I was away from R/C for a while myself, and just got interested again. From what I can tell, just from reading, it looks like nitro is growing more than ever.

It also looks like brushless motors and lipo batteries are going to be eventually accepted by race tracks and sanctioning bodies.

Some of the so called insiders think that 1/8th electric will be the next big trend, because of the advances in lipos and brushless, and because a lot of us like larger scale, without the hassles and mess of nitro.

How's that for someone that just got interested again about a month ago? I'm sure others will give you better and more accurate info. That's just my take after spending a couple of lunch hours at the magazine rack at Barnes 'N Noble. -- Greg


----------



## deadman (Jun 1, 2004)

im kinda anticipating the brushless lipo powered rustler... no big suprise the e maxx hasn't changed but the tc4 has run its course.clodbusters still being modified . 1/8th scale electric would be awsome. ive owned a buggy awhile back (sportwerks mayhem) but always wanted a brushless buggy.... maybe i better hit the newstand also.


----------



## DJ1978 (Sep 26, 2001)

*i/8th scale electric.*

I have been developing kits to convert 1/8th scale's to electric.
I have kits so far for: 
Hyper 7
Losi 8
Kyosho 777 and STR
Mugen MBX5,5R and MBX4
Working on the Jammin buggy and Duratrax Raze

I have attached pics.
See more at www.rcproductdesigns.com
We have a great group of guys in southeast michigan that are working hard to get this going.


----------



## deadman (Jun 1, 2004)

are they competetive to a nitro 1/8?


----------



## Heliopolis (Nov 24, 2005)

Are any of the car companies looking at releasing electric kits or rtr's in 1/8th scale?


----------



## highster (Dec 15, 2002)

Heliopolis said:


> Are any of the car companies looking at releasing electric kits or rtr's in 1/8th scale?


Didn't HPI already release the electric savage?

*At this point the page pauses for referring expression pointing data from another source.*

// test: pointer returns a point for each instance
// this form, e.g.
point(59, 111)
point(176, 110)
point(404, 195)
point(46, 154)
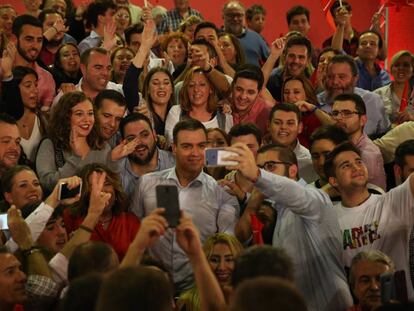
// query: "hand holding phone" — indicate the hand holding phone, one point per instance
point(167, 198)
point(66, 193)
point(215, 157)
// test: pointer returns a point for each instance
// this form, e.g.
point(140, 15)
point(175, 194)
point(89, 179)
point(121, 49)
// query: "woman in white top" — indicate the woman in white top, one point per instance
point(198, 100)
point(402, 69)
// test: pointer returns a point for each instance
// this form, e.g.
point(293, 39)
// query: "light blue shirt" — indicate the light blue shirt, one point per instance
point(211, 208)
point(130, 179)
point(307, 228)
point(378, 122)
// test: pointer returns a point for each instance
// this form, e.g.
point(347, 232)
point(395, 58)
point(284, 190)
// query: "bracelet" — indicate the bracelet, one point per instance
point(254, 180)
point(207, 71)
point(86, 228)
point(31, 250)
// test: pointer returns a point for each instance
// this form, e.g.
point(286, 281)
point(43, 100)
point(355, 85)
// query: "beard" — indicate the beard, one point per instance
point(25, 56)
point(137, 160)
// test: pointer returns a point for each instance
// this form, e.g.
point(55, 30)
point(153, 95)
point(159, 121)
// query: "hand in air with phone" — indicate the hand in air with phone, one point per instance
point(66, 192)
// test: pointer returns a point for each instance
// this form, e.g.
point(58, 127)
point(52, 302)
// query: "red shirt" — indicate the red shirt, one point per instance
point(119, 234)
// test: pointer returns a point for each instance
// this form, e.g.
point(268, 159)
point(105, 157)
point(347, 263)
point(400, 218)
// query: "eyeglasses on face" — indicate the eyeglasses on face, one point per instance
point(343, 113)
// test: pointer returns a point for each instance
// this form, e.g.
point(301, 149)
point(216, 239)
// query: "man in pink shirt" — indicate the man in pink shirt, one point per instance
point(29, 33)
point(247, 105)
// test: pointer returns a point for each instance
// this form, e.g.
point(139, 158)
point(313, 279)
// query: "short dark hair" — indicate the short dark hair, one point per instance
point(262, 260)
point(22, 20)
point(285, 154)
point(210, 48)
point(97, 8)
point(136, 288)
point(333, 133)
point(297, 10)
point(345, 59)
point(253, 10)
point(188, 124)
point(329, 166)
point(250, 72)
point(243, 129)
point(43, 13)
point(404, 149)
point(133, 117)
point(85, 55)
point(93, 256)
point(356, 99)
point(112, 95)
point(137, 28)
point(6, 118)
point(337, 4)
point(206, 24)
point(285, 107)
point(380, 41)
point(299, 40)
point(264, 293)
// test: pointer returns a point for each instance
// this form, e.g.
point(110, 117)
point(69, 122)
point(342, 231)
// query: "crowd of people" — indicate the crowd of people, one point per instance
point(103, 103)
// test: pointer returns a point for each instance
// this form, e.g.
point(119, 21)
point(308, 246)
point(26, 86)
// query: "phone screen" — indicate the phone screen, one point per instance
point(66, 193)
point(3, 222)
point(216, 157)
point(167, 197)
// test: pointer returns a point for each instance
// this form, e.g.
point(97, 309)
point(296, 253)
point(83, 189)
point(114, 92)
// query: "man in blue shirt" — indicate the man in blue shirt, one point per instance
point(371, 75)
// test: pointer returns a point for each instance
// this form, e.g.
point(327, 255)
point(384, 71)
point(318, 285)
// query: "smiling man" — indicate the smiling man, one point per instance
point(246, 104)
point(341, 77)
point(284, 127)
point(297, 53)
point(147, 157)
point(110, 107)
point(370, 221)
point(211, 208)
point(29, 33)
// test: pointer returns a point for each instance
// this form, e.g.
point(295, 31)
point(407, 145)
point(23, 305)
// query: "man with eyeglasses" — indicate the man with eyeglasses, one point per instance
point(306, 225)
point(349, 113)
point(341, 77)
point(370, 221)
point(284, 127)
point(253, 44)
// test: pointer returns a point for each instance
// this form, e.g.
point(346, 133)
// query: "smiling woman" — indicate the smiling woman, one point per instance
point(73, 141)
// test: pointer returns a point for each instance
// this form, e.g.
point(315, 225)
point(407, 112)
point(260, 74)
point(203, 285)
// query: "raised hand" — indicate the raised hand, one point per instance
point(53, 199)
point(98, 199)
point(19, 229)
point(7, 60)
point(277, 47)
point(246, 161)
point(109, 40)
point(188, 237)
point(124, 149)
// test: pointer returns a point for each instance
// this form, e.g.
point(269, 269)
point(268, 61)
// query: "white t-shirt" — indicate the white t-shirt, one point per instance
point(384, 223)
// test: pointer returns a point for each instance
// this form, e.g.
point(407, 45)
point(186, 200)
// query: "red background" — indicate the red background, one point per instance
point(401, 26)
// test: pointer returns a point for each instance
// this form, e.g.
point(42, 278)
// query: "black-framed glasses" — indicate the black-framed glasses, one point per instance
point(343, 113)
point(271, 165)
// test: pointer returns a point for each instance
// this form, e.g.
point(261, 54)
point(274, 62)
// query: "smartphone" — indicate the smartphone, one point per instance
point(214, 157)
point(167, 197)
point(3, 222)
point(394, 287)
point(66, 193)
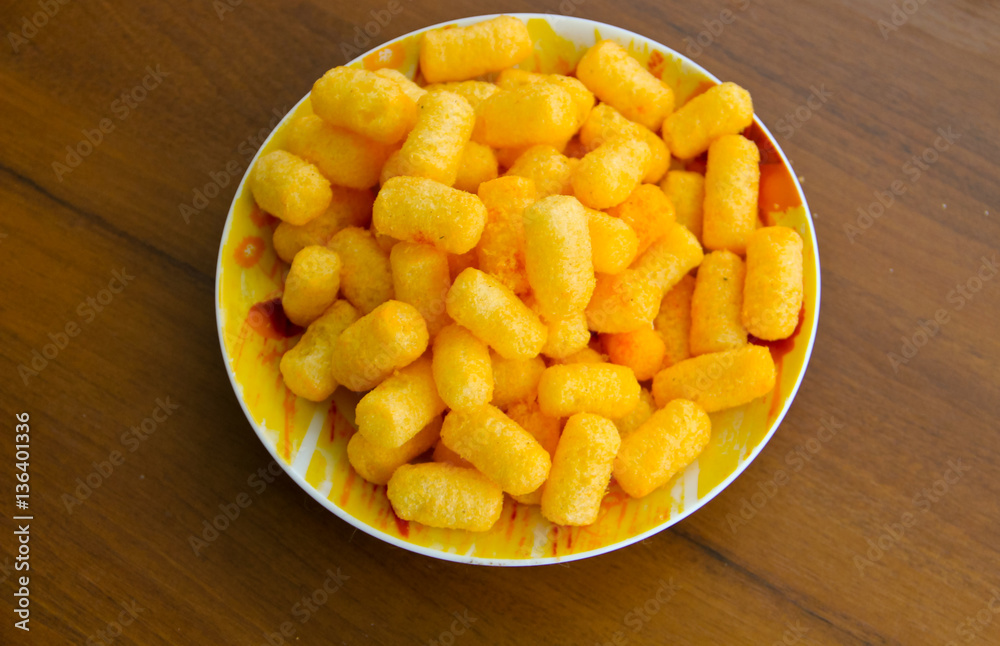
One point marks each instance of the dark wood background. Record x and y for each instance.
(798, 567)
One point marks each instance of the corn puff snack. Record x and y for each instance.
(312, 284)
(732, 182)
(443, 495)
(503, 451)
(718, 380)
(581, 470)
(289, 188)
(365, 103)
(422, 210)
(391, 336)
(772, 298)
(462, 53)
(621, 81)
(306, 368)
(725, 109)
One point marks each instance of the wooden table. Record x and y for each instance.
(871, 517)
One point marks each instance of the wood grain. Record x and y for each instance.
(791, 568)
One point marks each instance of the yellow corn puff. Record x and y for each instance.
(581, 470)
(408, 87)
(391, 336)
(641, 350)
(306, 367)
(478, 165)
(673, 322)
(376, 463)
(549, 169)
(348, 208)
(503, 451)
(604, 123)
(422, 210)
(615, 245)
(443, 454)
(396, 409)
(732, 181)
(289, 188)
(558, 255)
(773, 295)
(463, 371)
(515, 380)
(496, 315)
(443, 495)
(541, 113)
(344, 157)
(716, 304)
(434, 147)
(500, 251)
(648, 212)
(312, 284)
(637, 416)
(686, 191)
(420, 277)
(666, 443)
(725, 109)
(461, 53)
(365, 103)
(618, 79)
(718, 380)
(365, 274)
(475, 92)
(607, 175)
(603, 389)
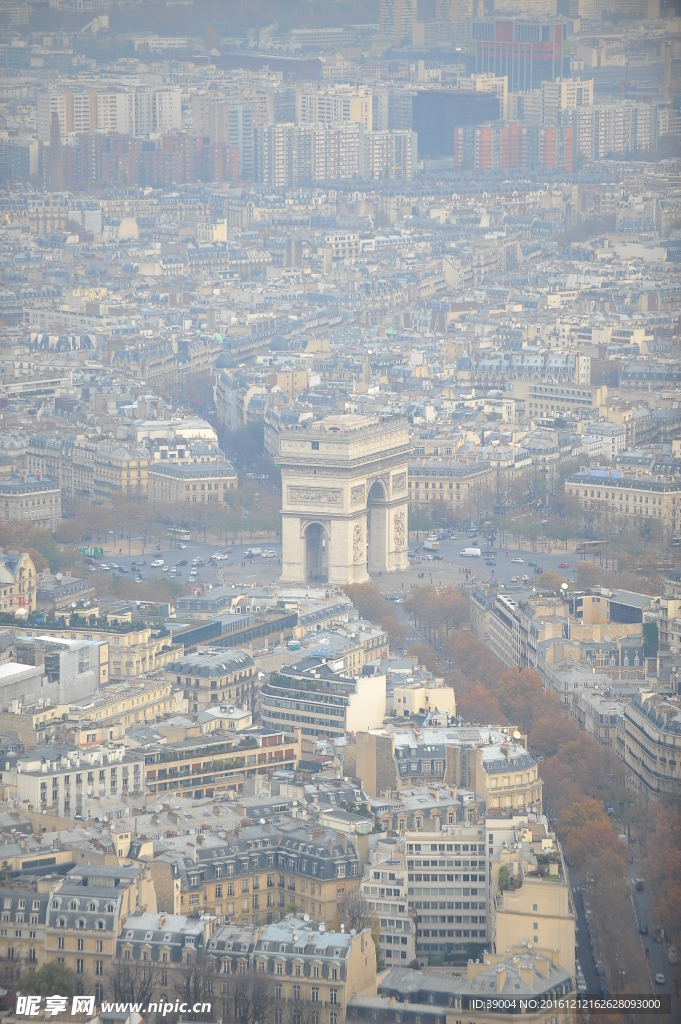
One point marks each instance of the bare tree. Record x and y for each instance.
(355, 912)
(248, 999)
(131, 980)
(196, 984)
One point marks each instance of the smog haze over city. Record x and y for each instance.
(340, 511)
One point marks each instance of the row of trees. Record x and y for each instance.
(580, 777)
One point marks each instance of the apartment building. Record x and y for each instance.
(212, 766)
(17, 583)
(261, 872)
(85, 915)
(537, 909)
(123, 705)
(214, 676)
(546, 401)
(132, 650)
(616, 493)
(507, 776)
(448, 873)
(197, 482)
(316, 968)
(322, 698)
(77, 783)
(23, 930)
(25, 498)
(599, 715)
(384, 887)
(564, 94)
(649, 743)
(504, 977)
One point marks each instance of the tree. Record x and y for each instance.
(51, 979)
(195, 983)
(133, 981)
(355, 912)
(248, 998)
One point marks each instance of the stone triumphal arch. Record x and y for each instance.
(344, 483)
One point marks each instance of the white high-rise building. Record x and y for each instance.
(116, 113)
(143, 113)
(167, 111)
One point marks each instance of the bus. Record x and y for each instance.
(178, 534)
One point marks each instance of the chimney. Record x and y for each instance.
(526, 976)
(542, 966)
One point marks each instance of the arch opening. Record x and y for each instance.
(316, 554)
(377, 532)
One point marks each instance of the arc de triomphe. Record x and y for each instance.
(344, 483)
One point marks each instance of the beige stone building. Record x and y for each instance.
(537, 911)
(17, 583)
(649, 743)
(344, 499)
(25, 498)
(197, 482)
(507, 776)
(131, 651)
(627, 496)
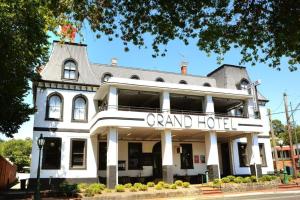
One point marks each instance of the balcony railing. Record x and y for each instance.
(173, 111)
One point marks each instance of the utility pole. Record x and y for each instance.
(273, 140)
(290, 133)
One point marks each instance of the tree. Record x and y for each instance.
(18, 151)
(264, 30)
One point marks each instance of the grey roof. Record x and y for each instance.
(226, 76)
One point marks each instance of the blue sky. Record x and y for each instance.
(274, 82)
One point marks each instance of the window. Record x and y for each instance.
(78, 154)
(244, 84)
(51, 153)
(80, 108)
(134, 155)
(106, 77)
(70, 70)
(159, 79)
(54, 108)
(243, 155)
(135, 77)
(262, 154)
(102, 155)
(186, 156)
(182, 82)
(206, 85)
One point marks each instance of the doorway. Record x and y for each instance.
(225, 159)
(157, 161)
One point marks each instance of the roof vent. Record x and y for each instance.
(184, 65)
(114, 61)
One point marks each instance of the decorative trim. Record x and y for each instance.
(60, 129)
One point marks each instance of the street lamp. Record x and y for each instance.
(40, 143)
(285, 178)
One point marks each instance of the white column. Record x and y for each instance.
(167, 156)
(165, 101)
(208, 105)
(112, 100)
(212, 156)
(112, 158)
(254, 154)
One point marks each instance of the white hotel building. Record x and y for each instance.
(113, 124)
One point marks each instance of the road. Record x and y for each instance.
(286, 195)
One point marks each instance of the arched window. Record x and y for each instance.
(106, 77)
(159, 79)
(80, 108)
(206, 85)
(70, 70)
(244, 84)
(54, 110)
(135, 77)
(182, 82)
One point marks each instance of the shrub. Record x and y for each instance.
(231, 178)
(159, 187)
(133, 189)
(128, 185)
(238, 179)
(253, 179)
(179, 183)
(150, 184)
(173, 186)
(143, 187)
(225, 180)
(82, 187)
(216, 181)
(246, 180)
(68, 189)
(120, 188)
(186, 184)
(166, 186)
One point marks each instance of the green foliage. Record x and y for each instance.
(120, 188)
(159, 187)
(133, 189)
(179, 183)
(173, 186)
(238, 179)
(68, 189)
(18, 151)
(150, 184)
(143, 187)
(128, 185)
(185, 184)
(225, 180)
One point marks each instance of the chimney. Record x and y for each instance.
(184, 67)
(114, 62)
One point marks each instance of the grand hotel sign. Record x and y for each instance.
(209, 122)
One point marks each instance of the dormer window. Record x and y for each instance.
(106, 77)
(182, 82)
(70, 70)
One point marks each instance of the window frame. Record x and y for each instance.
(84, 166)
(43, 151)
(191, 161)
(246, 164)
(76, 70)
(61, 107)
(86, 109)
(139, 146)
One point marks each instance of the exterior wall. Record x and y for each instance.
(7, 173)
(65, 171)
(246, 170)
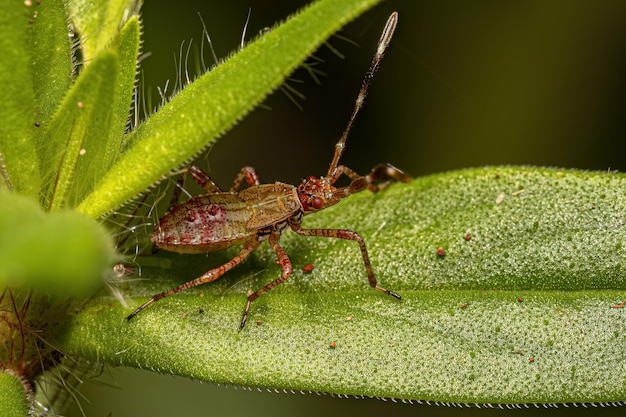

That would be 1/8th scale right?

I'm a born agian newbie too, so don't count what I say as fact.


----------



## Heliopolis (Nov 24, 2005)

highster said:


> Didn't HPI already release the electric savage? That would be 1/8th scale right?
> 
> I'm a born agian newbie too, so don't count what I say as fact.


I think it's 1/10th scale.

http://www.rc-trucks.org/hpi-e-savage.htm


----------



## highster (Dec 15, 2002)

You are right, looking at the deminsions, it is about 4.5" shorter than the savage 25 was.


----------



## jbrow1 (Aug 18, 2005)

deadman said:


> are they competetive to a nitro 1/8?


Yes they are. As always driver determines how good the car is too though. But I just had a hell of a race two weeks ago with my nitro prospec against a electric losi 8ight. hahaha, went down to the wire and he beat me and bumped. I didn't even know it was an electric until I was marshalling him in the next main since he bumped!!! lol that was funny.


----------